ZANU PF on Monday moved to rein-in 25 of its members who planned to parcel out the 3,400 square-kilometer Save Conservancy among themselves, amid threats of aid withdrawal by the European Union.
The planned seizure of the massive, prized wildlife reserve in the south-east Lowveld of Zimbabwe could spark a targeted withdrawal of Western aid, diplomats warned.
On Monday, Zanu PF national chairman Simon Khaya Moyo met Environment Minister Francis Nhema and Save Valley Conservancy chairman Basil Nyabadza in a bid to defuse growing tensions.
The Zanu PF-leaning state-run Herald newspaper signaled that there was no appetite among senior figures in the party for the implementation of the “wildlife-based land reform policy”.
The newspaper quoted an unnamed senior government official saying the “indigenisation” of nature reserves was “not government policy” – a rebuke to the 25 senior Zanu PF figures including Higher Education Minister Stan Mudenge, Masvingo governor Titus Maluleke and former lawmaker, Shuvai Mahofa.
The official told the Herald: “You cannot take individuals and argue that this is empowerment.”
Khaya Moyo said he had made a “lot of progress” in his meeting with Nyabadza and Nhema, who has crossed swords with his Tourism counterpart, Walter Mzembi, over his advocacy for the enforcement of equity laws even in wildlife sanctuaries.
The Zanu PF chairman is expected to make recommendations to the party’s politburo which meets on Wednesday. He is expected to warn that a take-over of the Save Conservancy could threaten Zimbabwe’s hosting of the United Nations' World Tourism Organisation congress next year and undermine the tourism sector.
Germany’s Deutsche Presse-Agentur news agency quoted a European Union diplomat saying there was serious concern over the threatened take-over of the Save Conservancy.
"We are considering appropriate reactions. It's a very serious situation,” the diplomat said.
One measure could be the withdrawal of support for a world tourism congress next year, being hosted jointly by Zimbabwe and Zambia at Victoria Falls.
"Zimbabwe depends entirely on international support for the congress," the diplomat added. "It cannot go ahead without us."
The idea will be discussed in Berlin this week, during a meeting of German officials, the diplomats said.
Running along the banks of the Save River, the conservancy – respected as a leader in wildlife management and research – is collectively controlled by international investors, white ranchers who formerly ran cattle on the land, local black businessmen and hundreds of rural farmers.
"It is a working example of how something really special can be a success, by including all sectors of the community, especially the rural poor who have previously got nothing out of wildlife," said Wilfried Pabst, a German businessman who is vice-chair of the conservancy.
Pabst rejected accusations by the government that the reserve is opposed to ensuring a fair deal for blacks.
"Two-thirds of stakeholders of the conservancy are black.
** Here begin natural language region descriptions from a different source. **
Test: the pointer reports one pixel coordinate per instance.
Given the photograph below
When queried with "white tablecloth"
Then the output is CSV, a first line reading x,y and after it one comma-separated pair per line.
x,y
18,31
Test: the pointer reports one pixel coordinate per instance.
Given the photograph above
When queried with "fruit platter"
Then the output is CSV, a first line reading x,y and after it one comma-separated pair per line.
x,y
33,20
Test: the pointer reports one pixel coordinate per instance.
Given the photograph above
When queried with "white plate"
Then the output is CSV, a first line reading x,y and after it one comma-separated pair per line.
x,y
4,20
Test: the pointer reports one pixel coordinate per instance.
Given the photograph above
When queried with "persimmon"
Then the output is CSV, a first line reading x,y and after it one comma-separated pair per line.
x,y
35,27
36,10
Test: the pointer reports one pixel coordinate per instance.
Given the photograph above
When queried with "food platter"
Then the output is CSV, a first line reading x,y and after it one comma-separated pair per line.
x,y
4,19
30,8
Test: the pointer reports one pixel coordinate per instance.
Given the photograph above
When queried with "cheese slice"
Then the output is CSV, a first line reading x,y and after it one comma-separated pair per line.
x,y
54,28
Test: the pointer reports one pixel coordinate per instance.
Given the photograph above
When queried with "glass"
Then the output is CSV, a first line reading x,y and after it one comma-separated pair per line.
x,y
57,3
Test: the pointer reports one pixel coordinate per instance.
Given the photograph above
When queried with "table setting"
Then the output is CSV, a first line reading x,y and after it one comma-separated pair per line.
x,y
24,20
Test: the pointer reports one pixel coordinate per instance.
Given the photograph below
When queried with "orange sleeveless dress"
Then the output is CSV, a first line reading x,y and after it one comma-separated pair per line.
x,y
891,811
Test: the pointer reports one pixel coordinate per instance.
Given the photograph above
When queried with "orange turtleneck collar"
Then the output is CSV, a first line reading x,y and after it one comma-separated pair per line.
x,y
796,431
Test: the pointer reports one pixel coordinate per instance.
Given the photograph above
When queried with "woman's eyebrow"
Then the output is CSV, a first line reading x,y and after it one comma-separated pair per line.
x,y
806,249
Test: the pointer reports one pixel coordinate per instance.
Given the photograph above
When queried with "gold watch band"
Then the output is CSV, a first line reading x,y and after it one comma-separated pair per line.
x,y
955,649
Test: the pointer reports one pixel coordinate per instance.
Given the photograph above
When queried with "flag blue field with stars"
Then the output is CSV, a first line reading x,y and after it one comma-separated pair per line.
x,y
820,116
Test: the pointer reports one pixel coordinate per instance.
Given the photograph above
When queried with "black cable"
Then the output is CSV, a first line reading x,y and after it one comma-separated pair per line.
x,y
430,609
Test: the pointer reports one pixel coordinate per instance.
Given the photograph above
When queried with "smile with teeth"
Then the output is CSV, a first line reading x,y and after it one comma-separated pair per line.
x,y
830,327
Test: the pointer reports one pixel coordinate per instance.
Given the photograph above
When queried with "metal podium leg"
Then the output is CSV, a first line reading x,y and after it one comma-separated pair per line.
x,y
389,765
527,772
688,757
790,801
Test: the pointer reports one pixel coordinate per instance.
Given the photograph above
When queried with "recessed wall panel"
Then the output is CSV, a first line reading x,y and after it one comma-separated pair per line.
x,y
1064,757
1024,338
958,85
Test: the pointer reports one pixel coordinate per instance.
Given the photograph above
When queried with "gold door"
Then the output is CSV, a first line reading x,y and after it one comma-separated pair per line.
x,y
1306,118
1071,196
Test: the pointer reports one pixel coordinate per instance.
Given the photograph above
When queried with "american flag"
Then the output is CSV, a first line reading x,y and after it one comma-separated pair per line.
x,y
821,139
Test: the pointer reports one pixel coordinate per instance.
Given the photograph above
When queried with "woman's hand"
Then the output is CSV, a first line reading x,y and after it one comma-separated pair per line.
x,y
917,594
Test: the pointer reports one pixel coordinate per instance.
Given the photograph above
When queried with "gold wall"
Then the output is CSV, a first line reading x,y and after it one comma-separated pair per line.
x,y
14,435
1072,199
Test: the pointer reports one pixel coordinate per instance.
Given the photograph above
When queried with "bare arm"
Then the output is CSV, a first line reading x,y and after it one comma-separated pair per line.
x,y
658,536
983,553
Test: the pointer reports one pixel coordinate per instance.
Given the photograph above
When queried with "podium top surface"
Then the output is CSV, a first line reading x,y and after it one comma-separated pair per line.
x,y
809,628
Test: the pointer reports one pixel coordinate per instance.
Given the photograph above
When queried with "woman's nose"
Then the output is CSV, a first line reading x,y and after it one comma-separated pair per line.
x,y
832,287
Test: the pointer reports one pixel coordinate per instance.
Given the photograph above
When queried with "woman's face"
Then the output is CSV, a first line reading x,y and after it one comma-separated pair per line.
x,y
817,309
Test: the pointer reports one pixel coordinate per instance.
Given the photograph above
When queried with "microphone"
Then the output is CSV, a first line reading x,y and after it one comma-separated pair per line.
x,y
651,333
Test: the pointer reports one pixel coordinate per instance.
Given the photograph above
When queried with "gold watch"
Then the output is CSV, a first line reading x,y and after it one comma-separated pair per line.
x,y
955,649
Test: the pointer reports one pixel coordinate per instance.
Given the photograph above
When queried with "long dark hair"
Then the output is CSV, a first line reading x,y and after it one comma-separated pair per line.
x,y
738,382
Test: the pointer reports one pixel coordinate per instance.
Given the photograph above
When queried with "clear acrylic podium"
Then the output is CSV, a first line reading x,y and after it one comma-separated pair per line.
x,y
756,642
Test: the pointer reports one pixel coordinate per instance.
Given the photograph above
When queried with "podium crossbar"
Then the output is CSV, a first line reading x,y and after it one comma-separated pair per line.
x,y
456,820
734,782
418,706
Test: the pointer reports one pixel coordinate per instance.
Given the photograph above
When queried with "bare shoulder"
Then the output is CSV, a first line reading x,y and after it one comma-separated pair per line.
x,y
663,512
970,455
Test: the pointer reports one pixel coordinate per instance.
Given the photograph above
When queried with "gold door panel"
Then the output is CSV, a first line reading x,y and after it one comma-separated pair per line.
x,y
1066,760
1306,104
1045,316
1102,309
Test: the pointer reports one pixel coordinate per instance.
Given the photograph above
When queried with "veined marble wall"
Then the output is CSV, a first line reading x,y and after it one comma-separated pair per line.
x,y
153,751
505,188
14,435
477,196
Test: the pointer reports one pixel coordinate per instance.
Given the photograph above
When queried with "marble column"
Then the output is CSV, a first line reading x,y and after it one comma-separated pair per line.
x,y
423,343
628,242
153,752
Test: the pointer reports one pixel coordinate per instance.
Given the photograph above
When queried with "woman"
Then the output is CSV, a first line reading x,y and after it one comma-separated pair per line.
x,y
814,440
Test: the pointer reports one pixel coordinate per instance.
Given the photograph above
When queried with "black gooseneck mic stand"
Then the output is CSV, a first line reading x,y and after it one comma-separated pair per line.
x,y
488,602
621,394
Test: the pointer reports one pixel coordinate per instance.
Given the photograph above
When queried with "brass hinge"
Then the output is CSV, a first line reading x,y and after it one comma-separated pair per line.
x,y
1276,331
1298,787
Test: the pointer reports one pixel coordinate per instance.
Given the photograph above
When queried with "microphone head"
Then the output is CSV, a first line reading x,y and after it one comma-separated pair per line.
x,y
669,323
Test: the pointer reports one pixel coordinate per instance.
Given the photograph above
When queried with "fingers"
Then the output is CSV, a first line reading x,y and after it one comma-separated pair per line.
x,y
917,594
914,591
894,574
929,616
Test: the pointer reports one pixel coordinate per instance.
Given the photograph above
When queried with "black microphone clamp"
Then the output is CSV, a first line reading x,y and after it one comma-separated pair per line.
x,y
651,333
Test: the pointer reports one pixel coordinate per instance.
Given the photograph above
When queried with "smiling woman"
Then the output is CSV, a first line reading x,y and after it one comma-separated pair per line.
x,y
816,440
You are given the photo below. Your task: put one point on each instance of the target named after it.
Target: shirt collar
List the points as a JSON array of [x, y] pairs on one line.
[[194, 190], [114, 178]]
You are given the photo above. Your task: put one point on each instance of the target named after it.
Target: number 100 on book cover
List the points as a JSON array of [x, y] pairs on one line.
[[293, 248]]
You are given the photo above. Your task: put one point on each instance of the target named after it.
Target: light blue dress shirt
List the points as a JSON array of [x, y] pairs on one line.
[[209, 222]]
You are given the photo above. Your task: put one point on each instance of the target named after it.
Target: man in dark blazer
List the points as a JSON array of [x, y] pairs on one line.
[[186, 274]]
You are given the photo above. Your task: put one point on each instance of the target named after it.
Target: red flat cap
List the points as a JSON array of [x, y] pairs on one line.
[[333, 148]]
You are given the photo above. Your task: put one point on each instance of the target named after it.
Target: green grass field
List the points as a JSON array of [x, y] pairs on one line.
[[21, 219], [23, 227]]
It is now being threatened by a collection of greedy individuals who are bringing nothing into the conservancy and will destroy it," Pabst said.
The Parks and Wildlife Management Authority, under Nhema’s ministry, announced August 9 it was granting 25 top officials from Zanu PF control over most of the Save (pronounced Sa-Veh) reserve, which covers 3,400 square kilometres in the country's arid south-east – 150km south of Mutare.
But the Save Valley Conservancy took out newspaper adverts on Sunday with a strongly-worded statement claiming thousands of people's livelihoods are threatened by the issuance of hunting permits and land leases to members of President Robert Mugabe’s party.
"When humans behave like animals, we destroy not only each other but generations to come," the group said.
The advertisements said politicians "want to destroy agreements and policies that have made Save the world leader in conservation management".
Save is a habitat for elephant, zebra, giraffe, as well as the nation's second largest surviving population of endangered black rhinoceros. The area also supports an array of African antelope and most species of birds and small animals.
"We as humans can help stop using colour as a racial tool to destroy the very people who are working for our common good," said the advertisements, under the heading: ‘Animals don't see in colour’.
The land reform programme championed by Mugabe was meant to rectify colonial-era imbalances which heavily favoured the white minority. However, critics say prime land has been seized by the politically-connected elites from Zanu PF.